Google’s Motto ‘Do The Right Thing’ is for Them and Not Us — Especially with Chrome 69

For years I’ve been a staunch supporter and trusted Google, loved their services like Google Suite, Gmail, Google Voice, and others, all while admiring their machine learning and artificial intelligence research. One thing I specifically trusted was Google’s Don’t Be Evil motto which was baked in to their Code of Conduct for the company.

Then, back in May, I became troubled when they removed Don’t Be Evil and replaced it with Do The Right Thing. At the time I joked with a friend of mine asking him, “Is ‘do the right thing’ for us, or for Google?”

It appears the motto change was focused on Google.

The biggest shift away from that “Don’t Be Evil” motto that Google has ever done just happened. Though this thread started on Hacker News a few weeks ago, a cryptographer and professor at Johns Hopkins University whose blog I follow, Matthew Green, wrote a post entitled, Why I’m Done with Chrome. In it he said:

A few weeks ago Google shipped an update to Chrome that fundamentally changes the sign-in experience. From now on, every time you log into a Google property (for example, Gmail), Chrome will automatically sign the browser into your Google account for you. It’ll do this without asking, or even explicitly notifying you.

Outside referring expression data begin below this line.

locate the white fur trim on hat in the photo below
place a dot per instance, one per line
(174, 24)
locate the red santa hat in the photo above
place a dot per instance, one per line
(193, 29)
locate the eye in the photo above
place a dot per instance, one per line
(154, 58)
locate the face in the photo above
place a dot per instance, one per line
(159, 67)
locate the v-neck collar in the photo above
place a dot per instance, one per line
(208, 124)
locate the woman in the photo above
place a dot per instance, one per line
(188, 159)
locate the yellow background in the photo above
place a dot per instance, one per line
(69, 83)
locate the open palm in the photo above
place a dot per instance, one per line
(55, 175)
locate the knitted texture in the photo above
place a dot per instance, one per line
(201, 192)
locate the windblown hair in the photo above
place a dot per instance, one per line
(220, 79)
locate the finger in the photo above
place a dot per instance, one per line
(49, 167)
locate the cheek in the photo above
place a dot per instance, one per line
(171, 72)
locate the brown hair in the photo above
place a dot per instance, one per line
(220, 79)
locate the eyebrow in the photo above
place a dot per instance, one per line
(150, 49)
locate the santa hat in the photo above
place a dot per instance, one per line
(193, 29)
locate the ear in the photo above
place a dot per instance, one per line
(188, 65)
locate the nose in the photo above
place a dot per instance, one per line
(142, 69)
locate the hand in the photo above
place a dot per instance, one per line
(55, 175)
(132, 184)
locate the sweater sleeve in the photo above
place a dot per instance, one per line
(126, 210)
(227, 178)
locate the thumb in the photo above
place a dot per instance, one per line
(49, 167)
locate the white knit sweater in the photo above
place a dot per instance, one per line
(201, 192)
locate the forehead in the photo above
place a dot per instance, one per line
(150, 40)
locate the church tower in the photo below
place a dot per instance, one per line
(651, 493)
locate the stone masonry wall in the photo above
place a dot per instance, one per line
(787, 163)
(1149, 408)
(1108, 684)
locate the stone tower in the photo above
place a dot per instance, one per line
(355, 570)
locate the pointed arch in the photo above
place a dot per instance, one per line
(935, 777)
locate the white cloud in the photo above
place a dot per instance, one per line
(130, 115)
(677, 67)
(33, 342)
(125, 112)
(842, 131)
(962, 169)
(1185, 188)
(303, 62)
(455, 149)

Green also sees this move as having serious implications for privacy and trust. Do you think!?! My trust-level in Google has plummeted. So much so that I have now shifted 100% back to Mozilla’s Firefox browser and away from Chrome. I will no longer use Chrome until they change the way they infiltrate my privacy.

SO WHAT EXACTLY DID GOOGLE DO?

Google’s recent update to Chrome (browser version 69) has done something unprecedented in their history:

a) Once you login to Chrome as a user, Google can (and does) track EVERYTHING you do in the browser. Every site you view, every login. The change? If you login to any Google service in the Chrome browser, Google will log you in to that browser to give them access to everything you’re doing within Chrome.

b) As a user you can no longer delete ALL the cookies in your browser. Google’s cookies remain no matter what you do. (Hat tip to Christoph Tavan for discovering this breach)

c) Google is increasingly using “dark pattern” user interfaces in their services to hide or obfuscate what something does when you check, uncheck or choose an option. In ExtremeTech’s article Chrome 69 Is a Full-Fledged Assault on User Privacy, they describe how Google’s dark pattern user interfaces obscure their intent to get you to enable them to do the right thing for Google:

These changes are all part of what’s known as a dark pattern. If a pattern is defined as a regularity in the world (designed or naturally occurring) that repeats in a predictable manner, a dark pattern is an attempt to trick users by designing interface options that look like the options users expect to see.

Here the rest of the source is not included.